WASHINGTON -- Coin sets commemorating the 1984 Winter Olympics in Sarajevo, Yugoslavia, that are expected to produce about $9 million for the organizing committee, were introduced Thursday at the Yugoslavian Embassy.
The sets of gold and silver coins are issued by the National Bank of Yugoslavia to commemorate the first Olympics held in Yugoslavia and the first Winter Olympics held in a socialist country.
Savo Cecur, president of marketing for the Organizing Committee of the XIV Olympic Winter Games Yugoslavia (YOOC), presented a gold coin to Mrs. Donna Pope, Director of the U.S. Bureau of the Mint, and a three-coin silver set to Mike Eruzione, captain of the U.S. ice hockey team that won the gold medal at Lake Placid, N.Y., in 1980.
The silver coins will be issued in five three-coin series selling for $101. The 100 Dinar coin depicts the ice sports, the 250 Dinar the historical sites and figures of the Olympics and the 500 Dinars the snow sports.
The three 5,000 Dinar gold coins, priced at $246 each, carry the official 1984 Winter Olympic emblem, a picture of former Yugoslavian President Josip Broz Tito and the Eternal Olympic Flame.

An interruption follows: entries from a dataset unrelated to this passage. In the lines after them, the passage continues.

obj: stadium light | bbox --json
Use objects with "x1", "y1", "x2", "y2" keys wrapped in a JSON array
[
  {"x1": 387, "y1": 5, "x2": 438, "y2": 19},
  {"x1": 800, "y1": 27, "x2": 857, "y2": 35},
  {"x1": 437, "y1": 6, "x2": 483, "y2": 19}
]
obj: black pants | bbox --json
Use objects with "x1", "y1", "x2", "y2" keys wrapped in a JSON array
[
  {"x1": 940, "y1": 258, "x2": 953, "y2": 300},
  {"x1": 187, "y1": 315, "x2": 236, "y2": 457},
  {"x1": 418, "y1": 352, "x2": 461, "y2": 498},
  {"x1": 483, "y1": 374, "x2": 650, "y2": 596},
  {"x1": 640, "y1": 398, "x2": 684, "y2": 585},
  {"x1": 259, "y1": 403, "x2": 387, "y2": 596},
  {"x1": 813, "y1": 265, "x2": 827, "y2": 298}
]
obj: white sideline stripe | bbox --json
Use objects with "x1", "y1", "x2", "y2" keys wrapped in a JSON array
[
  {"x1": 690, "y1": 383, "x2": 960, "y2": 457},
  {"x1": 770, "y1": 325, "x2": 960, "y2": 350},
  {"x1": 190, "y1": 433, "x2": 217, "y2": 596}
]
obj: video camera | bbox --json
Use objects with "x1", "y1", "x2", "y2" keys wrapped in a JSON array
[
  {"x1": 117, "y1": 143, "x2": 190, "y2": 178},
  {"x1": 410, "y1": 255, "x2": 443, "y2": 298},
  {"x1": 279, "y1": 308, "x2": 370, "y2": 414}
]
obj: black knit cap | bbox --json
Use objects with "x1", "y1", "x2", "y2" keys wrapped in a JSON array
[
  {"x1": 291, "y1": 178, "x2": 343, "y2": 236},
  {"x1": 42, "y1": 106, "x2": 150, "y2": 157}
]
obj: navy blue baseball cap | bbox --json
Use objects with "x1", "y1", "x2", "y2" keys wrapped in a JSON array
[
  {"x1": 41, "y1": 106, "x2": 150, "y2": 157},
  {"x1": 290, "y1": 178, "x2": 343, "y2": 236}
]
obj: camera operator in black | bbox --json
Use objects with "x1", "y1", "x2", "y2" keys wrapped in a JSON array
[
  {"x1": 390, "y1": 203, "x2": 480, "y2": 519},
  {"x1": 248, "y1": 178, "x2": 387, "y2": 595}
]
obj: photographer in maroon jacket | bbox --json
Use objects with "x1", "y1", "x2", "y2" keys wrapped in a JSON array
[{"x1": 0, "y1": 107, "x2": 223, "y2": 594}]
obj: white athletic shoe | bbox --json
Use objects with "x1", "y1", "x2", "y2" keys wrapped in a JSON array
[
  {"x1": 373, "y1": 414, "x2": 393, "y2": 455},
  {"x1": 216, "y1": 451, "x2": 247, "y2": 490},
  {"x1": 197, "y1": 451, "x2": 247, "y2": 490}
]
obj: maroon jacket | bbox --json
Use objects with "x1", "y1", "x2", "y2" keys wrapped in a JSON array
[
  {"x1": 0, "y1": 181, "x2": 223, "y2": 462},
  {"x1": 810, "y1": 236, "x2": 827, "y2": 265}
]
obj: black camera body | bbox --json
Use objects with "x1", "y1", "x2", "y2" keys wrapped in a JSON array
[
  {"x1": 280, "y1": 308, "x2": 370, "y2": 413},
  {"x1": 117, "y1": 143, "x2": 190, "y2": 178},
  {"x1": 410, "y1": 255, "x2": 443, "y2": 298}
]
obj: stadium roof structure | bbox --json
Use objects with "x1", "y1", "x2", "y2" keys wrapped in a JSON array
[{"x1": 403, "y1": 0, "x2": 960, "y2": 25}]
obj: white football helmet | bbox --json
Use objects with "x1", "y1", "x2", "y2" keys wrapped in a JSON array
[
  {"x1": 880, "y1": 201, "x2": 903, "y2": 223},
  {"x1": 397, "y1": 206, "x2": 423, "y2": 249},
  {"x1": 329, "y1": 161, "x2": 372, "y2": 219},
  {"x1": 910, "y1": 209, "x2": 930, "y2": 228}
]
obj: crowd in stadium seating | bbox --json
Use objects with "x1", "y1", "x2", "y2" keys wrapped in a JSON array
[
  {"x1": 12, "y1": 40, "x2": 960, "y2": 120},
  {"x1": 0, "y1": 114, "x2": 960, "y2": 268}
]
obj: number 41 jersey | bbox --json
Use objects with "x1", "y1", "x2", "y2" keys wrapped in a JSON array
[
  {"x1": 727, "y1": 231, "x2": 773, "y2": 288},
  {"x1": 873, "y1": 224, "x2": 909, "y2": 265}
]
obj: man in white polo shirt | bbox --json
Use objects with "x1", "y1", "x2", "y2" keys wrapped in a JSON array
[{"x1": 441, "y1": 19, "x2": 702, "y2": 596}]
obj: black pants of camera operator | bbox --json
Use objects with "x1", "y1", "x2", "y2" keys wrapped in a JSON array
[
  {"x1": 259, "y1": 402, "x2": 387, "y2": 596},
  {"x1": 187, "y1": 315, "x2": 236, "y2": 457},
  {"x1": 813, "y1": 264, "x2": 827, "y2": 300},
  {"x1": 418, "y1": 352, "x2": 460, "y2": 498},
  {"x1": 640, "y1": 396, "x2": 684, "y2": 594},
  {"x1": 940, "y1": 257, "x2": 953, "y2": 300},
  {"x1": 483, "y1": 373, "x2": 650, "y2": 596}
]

The silver series will be issued this month, April 1, July 1, Nov. 1 and Jan. 1, 1984. Gold series will be issued this month, July 1 and Jan. 1, 1984.
'We expect to attain total worldwide retail sales in the $70 to $90 million range with $20 to $30 million generated by sales in the United States,' said Cecur. 'We expect the program, one of the most important sources of revenue for the staging of the Sarajevo games, to produce about $9 million for the organizing committee.'
The U.S. Olympic Committee will receive between $100,000 and $200,000 from the sale of the Sarajevo coins. Proceeds from the sale of Olympic coin sets are shared among the parti:ipating nations.
The USOC already has received $13 million from the advance sale of the coins commemorating the 1984 Summer Olympics in Los Angeles, some of which will go to other nations sending teams to the games.
Yugoslavia is the first host country in 60 years to include a gold coin in the Olympic commemorative coin sets. The coins will be available in the U.S. about Feb. 1.
The coins, legal tender in Yugoslavia, will be proof quality with a mirror background and sharp, high relief frosted design detail. The obverse side will carry a common design developed by Nebojsa Mitric, a prominent Yugoslavian medallic sculptor.